Collection
Gabinete n.º 43 (Tillmans) [Cabinet N.º 43 (Tillmans)]
- 2006
- Oil on canvas
- 120 x 120 cm
- Cat. P_821
- Acquired in 2021
Cabinet Nº 43 (Tillmans) is an oil painting which at first sight looks to be a conventional still-life, with a tumbler placed on some glass plates and a couple of part-metal spoons that provide a pretext for showing off her skill with reflections, transparencies and highlights, as still-life painters are fond of doing. These objects are accompanied by pieces of fruit, which serve to include contrasting colours including orange/yellows, blues and purples. All this is set out on a tablecloth where there are also some leftovers and a crumpled, used serviette. However, a glance at the frame of the picture changes that initial impression, because it does not coincide exactly with the edges of the painting. Two horizontal white strips separate the scene shown from the top and bottom of the frame. As a result, it may be wrong to consider the painting as an ordinary still-life. In fact, the work is a recreation of a photo by German artist Wolfgang Tillmans (winner of the Turner Prize in 2000), who produced a major series of photos of still-lifes that helped earn him a reputation as a contemporary icon of the genre. Gamarra’s painting is a copy, a reproduction, but also a translation from the language of photography to that of oil painting which changes the meaning of the original. Even the apparent realism of the painting leads viewers to re-examine this fundamental concept in the history of Western art. She evokes the possible variations, resulting in multiple meanings, that can be contained in a realistic depiction of the real. In her works, Gamarra revisits the meaning of the notions of art legitimised by history and the very process of perception and recognition of major figures in contemporary art. In this case the figure in question is Tillmans, one of whose works ‘New L.A. Still Life’ (2001) forms part of the Banco de España Collection.

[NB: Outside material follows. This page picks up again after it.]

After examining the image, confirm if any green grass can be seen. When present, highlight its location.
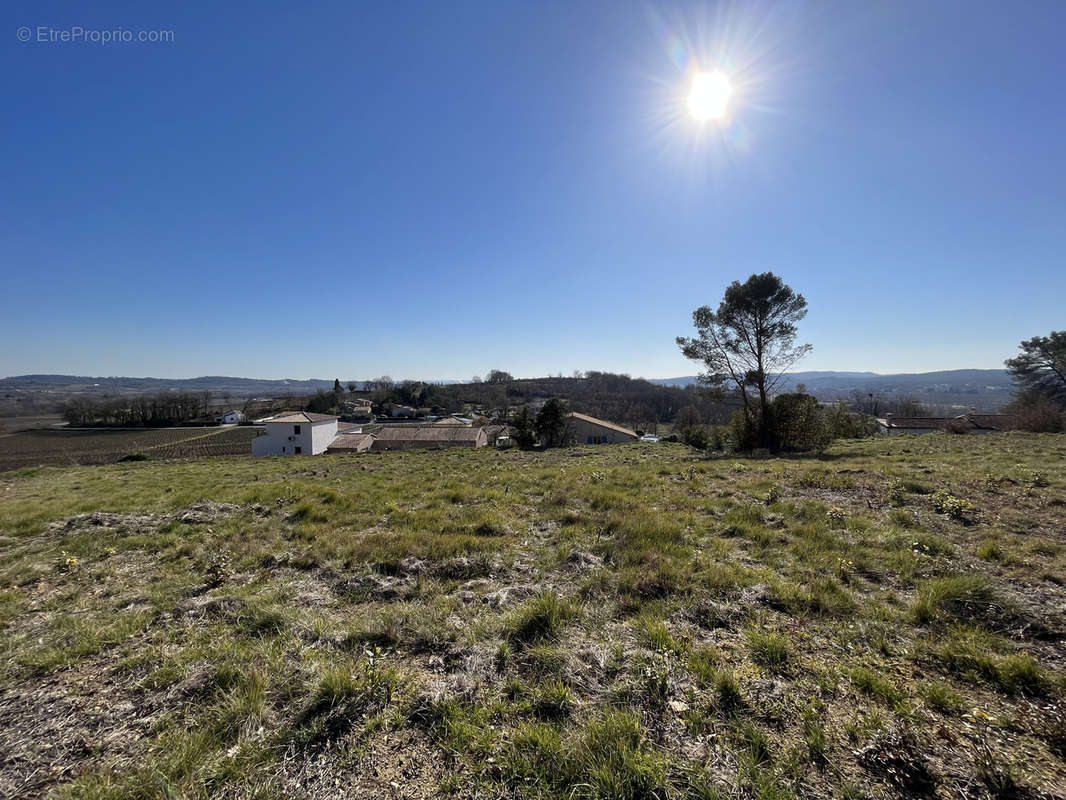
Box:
[0,434,1066,800]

This work by Gamarra is part of her series Cabinet, a project in which she sets out a dialogue between her own paintings and art in terms of images and objects for exhibition and trade. The series comprises painting based on appropriations of works by various artists including Manet, Modigliani, Hieronymus Bosch, Olafur Eliasson, Dan Graham, Andrés Serrano and Franz West, making up a sort of collection of ‘museum-worthy paintings’. Sometimes these pictures accumulate on the walls of a venue so that, along with furnishings and other objects, they recreate a collector’s treasure trove that also contains other paintings and where there are art fair stands, museum halls and viewers. She thus invites reflection on the elements that make up the art establishment: the ways in which works are exhibited, the attitudes of audiences, the way in which art is received and ‘consumed’ and the nature of the mise-en-scène associated with every exhibition space. But she also calls into question the idea of the originality of art works, of authorship, copying and appropriation. Gamarra’s work examines the technology of viewing and the hierarchical, coded nature of exhibition discourses.
In some of her still-lifes she blends pictorial language with words: a painting of flowers half hidden behind a curtain includes a Spanish phrase which translates as ‘still-life is a limit turned into a picture’. One of her landscapes in oils contains another significant phrase, which translates as ‘a painting is like a mirror on nature which makes things which do not exist look as if they really do, and which deceives in an amicably acceptable, honourable fashion’.